School of Graduate Studies
College of Business & Economics,
AAU
Lecture Notes RL- CXXIV, MMXI Vol. XI No. VIII
Costantinos Berhutesfa Costantinos, PhD,
Professor
of Public Policy, School of Graduate Studies,
College
of Business & Economics, AAU,
Policy and Institutional Reforms (MPMP 606)
Sustainable Development Management (MPMP 609)
Social Impact of Binding Price
Ceiling, Inflation, Pricing and Quantity
Abstract
Misuse occurs when a government misdiagnoses a
price as too high when the real problem is that the supply is too low. In a
nation where rural economic statistics are scanty, one wonders how price
ceilings can be set above or below the free-market equilibrium price. Because
for a price ceiling to be effective, it must differ from the free market price
as a non-binding price ceiling, where
the ceiling has no practical effect; or a binding price ceiling, where the price ceiling has a
quantifiable shock on the market. While it is difficult to kill inflation with
only one shot, short-term measures, such as price freeze, are important if
inflation becomes a scourge on the economy.

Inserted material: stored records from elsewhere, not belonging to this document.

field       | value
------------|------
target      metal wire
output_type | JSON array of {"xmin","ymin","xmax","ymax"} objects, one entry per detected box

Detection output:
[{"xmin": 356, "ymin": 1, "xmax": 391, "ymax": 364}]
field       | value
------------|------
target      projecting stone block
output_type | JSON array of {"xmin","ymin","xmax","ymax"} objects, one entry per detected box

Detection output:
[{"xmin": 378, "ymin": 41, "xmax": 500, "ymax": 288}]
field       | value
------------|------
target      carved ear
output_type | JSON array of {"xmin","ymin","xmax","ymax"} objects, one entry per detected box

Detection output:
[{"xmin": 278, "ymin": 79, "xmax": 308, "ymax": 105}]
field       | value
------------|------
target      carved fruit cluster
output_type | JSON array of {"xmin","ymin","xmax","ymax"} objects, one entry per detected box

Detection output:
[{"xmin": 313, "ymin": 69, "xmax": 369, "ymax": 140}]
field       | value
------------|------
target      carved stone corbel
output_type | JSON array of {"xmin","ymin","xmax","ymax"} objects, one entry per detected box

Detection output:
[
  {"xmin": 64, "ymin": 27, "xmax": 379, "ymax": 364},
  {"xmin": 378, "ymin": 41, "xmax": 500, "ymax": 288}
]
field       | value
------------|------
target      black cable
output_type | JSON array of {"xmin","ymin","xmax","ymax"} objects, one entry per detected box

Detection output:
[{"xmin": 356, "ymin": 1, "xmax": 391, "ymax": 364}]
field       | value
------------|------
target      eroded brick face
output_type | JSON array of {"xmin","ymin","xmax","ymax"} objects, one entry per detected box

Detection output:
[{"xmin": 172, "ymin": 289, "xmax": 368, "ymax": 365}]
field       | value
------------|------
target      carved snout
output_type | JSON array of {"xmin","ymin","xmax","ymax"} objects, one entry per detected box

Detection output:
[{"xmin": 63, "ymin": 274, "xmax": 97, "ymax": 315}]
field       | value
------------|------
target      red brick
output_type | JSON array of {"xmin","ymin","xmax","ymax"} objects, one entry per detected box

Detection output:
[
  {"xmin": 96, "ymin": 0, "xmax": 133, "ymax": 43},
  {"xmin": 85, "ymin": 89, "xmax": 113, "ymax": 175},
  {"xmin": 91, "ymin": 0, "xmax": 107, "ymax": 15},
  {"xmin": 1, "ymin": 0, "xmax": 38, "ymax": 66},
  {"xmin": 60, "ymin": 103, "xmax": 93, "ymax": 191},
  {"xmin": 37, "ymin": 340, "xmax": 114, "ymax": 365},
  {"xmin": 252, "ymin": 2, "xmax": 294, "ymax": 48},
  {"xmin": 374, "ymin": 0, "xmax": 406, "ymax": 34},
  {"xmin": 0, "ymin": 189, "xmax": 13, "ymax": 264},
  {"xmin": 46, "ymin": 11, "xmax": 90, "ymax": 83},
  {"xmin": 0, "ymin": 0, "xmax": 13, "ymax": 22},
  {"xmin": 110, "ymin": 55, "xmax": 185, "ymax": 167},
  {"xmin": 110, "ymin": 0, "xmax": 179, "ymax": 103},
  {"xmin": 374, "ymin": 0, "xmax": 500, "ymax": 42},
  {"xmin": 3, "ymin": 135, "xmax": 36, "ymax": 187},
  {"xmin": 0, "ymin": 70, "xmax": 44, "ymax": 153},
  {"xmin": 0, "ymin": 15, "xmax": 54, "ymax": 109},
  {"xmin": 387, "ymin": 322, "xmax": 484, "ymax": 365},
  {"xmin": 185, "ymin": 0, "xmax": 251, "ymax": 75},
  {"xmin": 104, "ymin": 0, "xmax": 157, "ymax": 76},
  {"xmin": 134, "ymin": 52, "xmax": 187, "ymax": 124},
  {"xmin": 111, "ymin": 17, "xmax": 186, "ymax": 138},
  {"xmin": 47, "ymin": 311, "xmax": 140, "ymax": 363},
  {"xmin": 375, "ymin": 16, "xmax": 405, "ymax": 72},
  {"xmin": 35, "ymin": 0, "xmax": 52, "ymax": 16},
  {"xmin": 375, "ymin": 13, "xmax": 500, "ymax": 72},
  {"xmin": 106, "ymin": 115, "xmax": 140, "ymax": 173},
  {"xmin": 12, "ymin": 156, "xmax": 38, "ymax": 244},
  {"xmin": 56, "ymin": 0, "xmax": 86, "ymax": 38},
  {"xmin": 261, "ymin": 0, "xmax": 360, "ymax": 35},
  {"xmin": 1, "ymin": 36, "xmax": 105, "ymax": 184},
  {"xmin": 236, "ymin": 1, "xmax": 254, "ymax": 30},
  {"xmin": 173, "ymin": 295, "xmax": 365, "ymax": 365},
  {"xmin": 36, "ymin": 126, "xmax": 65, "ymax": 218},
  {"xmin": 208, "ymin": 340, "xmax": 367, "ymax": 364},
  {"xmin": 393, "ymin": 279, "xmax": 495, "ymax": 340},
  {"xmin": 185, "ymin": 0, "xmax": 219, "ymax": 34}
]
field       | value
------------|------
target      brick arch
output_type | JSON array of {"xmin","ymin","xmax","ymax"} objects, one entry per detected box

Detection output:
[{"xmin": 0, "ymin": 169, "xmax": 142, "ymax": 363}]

Nonetheless, in most cases, lower
costs mean lower quality. Price caps
are famous for the incentive they provide for illegal activities, specifically
the emergence of black markets. In addition, if there is a shortage,
sellers may discriminate among customers
except during crises, price controls except are damaging to the economy, where
the negative impact of price capping would outweigh the positive effects. The
Recommendations hence focus on four arenas: measures to manage inflation, increasing supply, corporate discipline, and social
responsibility of the trading sector and macro policy and strategic reforms required to
secure the demand and supply equilibrium.